The surprising militarism and Americanism of Starfleet is, as argued so well by YouTuber Renegade Cut, a key reason why there are many more conservative Trekkies than you might expect from the series' reputation.
The War College will be a rival school for Starfleet Academy
"Star Trek" has sometimes tried to square the circle of Starfleet being and not being a military (like in "Strange New Worlds") but it doesn't quite have a satisfying answer. So, for Kurtzman, the answer is to embrace that Starfleet is a military, but also much more.
"Starfleet still is a military organization," he told /Film. "It's not like they don't believe in the military, it's just that they also believe in space exploration and all the other things. They're not solely designating all of their focus on the military."

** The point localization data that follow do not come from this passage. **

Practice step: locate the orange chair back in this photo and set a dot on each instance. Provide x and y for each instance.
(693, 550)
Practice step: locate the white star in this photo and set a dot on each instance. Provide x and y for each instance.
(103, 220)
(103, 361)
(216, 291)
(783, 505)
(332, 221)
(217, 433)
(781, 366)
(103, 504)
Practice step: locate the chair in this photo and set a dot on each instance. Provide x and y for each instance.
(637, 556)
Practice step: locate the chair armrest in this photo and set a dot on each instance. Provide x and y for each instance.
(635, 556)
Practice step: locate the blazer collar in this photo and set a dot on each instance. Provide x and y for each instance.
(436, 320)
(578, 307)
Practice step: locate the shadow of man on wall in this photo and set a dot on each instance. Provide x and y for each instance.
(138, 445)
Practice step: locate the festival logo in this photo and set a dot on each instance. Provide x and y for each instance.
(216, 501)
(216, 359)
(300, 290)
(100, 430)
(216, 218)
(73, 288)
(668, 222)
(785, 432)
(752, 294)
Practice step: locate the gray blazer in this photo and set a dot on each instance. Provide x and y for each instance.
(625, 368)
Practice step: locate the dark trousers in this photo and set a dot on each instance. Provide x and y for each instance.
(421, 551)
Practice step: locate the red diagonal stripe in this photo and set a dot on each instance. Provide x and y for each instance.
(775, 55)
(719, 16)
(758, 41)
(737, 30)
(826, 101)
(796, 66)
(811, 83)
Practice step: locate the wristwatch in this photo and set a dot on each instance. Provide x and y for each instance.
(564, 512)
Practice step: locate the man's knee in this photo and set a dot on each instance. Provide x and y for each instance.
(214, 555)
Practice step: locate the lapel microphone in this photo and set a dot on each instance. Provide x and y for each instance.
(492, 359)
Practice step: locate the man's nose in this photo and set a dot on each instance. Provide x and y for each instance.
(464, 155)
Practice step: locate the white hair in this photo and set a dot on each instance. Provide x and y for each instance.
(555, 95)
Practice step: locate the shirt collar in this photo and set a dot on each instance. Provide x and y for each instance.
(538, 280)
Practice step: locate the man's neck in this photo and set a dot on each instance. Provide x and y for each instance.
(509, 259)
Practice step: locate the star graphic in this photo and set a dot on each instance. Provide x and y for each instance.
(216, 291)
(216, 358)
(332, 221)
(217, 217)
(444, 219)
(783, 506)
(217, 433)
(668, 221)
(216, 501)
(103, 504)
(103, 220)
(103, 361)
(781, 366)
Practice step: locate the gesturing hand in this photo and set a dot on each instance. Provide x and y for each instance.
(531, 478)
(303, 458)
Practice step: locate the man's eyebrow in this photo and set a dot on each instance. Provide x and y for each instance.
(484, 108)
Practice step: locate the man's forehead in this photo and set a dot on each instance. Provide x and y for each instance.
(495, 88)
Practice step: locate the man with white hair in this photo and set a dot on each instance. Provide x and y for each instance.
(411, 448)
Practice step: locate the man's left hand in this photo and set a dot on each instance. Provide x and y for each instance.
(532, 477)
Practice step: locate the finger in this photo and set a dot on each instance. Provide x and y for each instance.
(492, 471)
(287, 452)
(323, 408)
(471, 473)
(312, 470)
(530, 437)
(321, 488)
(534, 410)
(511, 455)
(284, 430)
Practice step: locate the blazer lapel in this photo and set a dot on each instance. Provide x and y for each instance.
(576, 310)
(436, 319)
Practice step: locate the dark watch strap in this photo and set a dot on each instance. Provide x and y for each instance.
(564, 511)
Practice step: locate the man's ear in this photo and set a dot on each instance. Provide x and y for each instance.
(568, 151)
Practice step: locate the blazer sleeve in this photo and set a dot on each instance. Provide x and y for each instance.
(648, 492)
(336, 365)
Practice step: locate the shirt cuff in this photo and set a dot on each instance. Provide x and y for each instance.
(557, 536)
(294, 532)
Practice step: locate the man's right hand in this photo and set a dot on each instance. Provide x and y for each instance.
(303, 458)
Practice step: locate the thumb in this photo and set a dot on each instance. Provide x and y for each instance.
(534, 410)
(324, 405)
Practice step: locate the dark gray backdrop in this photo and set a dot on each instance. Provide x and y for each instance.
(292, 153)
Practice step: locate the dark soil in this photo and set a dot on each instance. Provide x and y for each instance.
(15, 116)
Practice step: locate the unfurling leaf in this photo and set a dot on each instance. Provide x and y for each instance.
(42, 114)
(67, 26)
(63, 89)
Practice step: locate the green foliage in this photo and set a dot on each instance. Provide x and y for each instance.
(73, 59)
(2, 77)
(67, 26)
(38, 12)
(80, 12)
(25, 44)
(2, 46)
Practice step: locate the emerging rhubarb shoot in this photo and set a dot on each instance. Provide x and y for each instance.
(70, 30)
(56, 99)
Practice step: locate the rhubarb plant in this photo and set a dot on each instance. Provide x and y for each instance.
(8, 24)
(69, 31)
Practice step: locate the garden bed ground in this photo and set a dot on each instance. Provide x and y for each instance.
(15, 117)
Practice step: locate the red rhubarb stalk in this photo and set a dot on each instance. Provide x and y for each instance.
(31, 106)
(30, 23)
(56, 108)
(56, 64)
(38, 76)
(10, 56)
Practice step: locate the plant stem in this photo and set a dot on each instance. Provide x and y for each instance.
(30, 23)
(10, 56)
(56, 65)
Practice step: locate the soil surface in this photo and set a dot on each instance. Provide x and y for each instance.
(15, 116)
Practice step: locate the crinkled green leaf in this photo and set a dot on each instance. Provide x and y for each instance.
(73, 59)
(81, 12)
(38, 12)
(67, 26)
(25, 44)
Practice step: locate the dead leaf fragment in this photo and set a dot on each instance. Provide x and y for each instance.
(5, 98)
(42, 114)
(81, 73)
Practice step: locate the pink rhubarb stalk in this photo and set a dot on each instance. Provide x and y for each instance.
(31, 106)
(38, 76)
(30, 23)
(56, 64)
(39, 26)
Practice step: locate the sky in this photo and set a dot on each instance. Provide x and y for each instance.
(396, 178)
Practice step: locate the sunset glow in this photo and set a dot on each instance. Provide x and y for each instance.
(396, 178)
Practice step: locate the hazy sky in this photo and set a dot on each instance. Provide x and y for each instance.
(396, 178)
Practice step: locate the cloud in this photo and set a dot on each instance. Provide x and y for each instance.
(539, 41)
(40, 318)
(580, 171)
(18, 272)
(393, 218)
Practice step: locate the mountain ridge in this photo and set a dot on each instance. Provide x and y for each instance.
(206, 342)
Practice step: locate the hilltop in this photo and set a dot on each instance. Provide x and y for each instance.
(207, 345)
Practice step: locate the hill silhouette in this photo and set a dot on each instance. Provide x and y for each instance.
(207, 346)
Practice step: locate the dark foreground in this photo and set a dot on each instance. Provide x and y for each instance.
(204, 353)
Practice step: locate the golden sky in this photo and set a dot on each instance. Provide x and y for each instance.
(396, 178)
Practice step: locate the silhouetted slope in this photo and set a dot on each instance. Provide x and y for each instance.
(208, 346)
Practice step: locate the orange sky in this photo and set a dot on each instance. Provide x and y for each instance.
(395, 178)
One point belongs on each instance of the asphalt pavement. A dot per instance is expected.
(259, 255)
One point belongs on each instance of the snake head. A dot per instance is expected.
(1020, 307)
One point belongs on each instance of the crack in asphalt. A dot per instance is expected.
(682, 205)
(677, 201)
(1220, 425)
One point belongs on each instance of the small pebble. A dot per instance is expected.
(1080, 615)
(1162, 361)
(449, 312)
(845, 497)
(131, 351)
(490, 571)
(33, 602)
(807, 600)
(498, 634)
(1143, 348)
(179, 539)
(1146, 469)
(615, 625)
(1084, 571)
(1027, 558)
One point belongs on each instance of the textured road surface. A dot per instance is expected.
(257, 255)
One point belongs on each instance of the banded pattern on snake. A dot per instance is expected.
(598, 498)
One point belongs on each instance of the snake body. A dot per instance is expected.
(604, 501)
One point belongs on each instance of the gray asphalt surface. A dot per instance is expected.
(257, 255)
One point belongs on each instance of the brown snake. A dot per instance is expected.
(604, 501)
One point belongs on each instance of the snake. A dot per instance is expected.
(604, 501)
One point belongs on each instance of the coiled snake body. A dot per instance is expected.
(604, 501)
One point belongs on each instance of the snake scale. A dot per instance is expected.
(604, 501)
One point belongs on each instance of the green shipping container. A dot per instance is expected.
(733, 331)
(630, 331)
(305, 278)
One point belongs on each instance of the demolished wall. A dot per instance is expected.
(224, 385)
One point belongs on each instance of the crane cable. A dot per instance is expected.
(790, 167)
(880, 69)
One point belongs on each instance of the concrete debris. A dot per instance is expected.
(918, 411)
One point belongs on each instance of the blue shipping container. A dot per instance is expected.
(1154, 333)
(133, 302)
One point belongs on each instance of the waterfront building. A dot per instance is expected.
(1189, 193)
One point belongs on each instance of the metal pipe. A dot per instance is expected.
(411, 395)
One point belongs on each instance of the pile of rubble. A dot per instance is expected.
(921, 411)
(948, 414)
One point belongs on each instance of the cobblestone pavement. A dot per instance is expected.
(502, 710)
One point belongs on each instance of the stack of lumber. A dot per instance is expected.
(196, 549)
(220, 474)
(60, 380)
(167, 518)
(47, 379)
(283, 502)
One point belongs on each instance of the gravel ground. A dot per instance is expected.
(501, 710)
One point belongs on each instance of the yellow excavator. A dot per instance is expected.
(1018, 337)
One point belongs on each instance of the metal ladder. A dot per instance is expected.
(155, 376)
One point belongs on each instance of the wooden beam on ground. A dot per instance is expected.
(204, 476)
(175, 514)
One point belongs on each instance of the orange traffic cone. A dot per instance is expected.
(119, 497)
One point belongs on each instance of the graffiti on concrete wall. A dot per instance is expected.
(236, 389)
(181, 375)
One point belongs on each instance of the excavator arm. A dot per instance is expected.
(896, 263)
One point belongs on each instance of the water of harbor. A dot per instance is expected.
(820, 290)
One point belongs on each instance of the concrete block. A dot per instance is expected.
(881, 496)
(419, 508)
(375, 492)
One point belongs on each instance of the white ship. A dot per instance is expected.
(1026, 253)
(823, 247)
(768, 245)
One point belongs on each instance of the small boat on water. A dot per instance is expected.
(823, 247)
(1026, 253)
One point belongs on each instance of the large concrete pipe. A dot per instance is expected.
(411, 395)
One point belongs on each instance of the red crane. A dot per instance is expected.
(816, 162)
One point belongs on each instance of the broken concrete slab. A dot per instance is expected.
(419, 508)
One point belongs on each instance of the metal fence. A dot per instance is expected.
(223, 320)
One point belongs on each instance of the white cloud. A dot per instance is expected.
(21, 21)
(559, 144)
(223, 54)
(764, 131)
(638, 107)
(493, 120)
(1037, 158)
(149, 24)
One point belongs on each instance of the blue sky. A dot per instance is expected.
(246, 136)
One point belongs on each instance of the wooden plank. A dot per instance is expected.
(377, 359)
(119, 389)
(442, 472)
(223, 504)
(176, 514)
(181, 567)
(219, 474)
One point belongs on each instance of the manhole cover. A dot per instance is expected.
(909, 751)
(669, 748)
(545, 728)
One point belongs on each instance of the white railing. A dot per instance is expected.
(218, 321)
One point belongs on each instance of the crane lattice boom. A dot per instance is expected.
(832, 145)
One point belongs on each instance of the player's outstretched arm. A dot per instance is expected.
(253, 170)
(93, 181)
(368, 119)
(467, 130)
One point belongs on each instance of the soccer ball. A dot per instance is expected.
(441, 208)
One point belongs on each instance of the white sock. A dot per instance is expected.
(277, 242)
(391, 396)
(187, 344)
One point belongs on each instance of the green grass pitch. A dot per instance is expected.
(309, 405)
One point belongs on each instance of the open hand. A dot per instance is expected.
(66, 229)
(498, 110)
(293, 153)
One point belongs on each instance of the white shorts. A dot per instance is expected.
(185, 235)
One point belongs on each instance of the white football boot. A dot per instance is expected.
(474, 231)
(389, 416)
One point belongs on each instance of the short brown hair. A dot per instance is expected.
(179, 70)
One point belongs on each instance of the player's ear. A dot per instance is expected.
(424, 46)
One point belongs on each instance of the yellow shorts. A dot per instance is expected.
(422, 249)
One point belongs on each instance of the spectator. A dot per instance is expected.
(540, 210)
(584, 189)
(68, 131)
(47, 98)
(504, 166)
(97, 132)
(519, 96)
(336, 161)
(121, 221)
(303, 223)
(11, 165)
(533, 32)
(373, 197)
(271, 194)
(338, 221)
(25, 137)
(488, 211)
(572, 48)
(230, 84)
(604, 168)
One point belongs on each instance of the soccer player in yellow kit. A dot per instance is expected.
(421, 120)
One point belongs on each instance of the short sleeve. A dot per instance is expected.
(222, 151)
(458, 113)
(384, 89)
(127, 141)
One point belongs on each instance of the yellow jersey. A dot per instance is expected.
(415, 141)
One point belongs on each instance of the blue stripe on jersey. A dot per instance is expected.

While The War College "puts in the foreground the very question that the fans have been talking about for a long time" per Kurtzman, it's also about having good drama. If you're going to set a show at a school, then you need to establish a rival school:
"Who's the rival football team? I mean, we also have Friday night lights. You need that friction. And so I think the idea of letting the War College cadets and our cadets deal with this together is very fun."
Perhaps a future episode of "Starfleet Academy" will see the Starfleet cadets and War College face off in a Parrises squares tournament.
"Star Trek: Starfleet Academy" is streaming on Paramount+.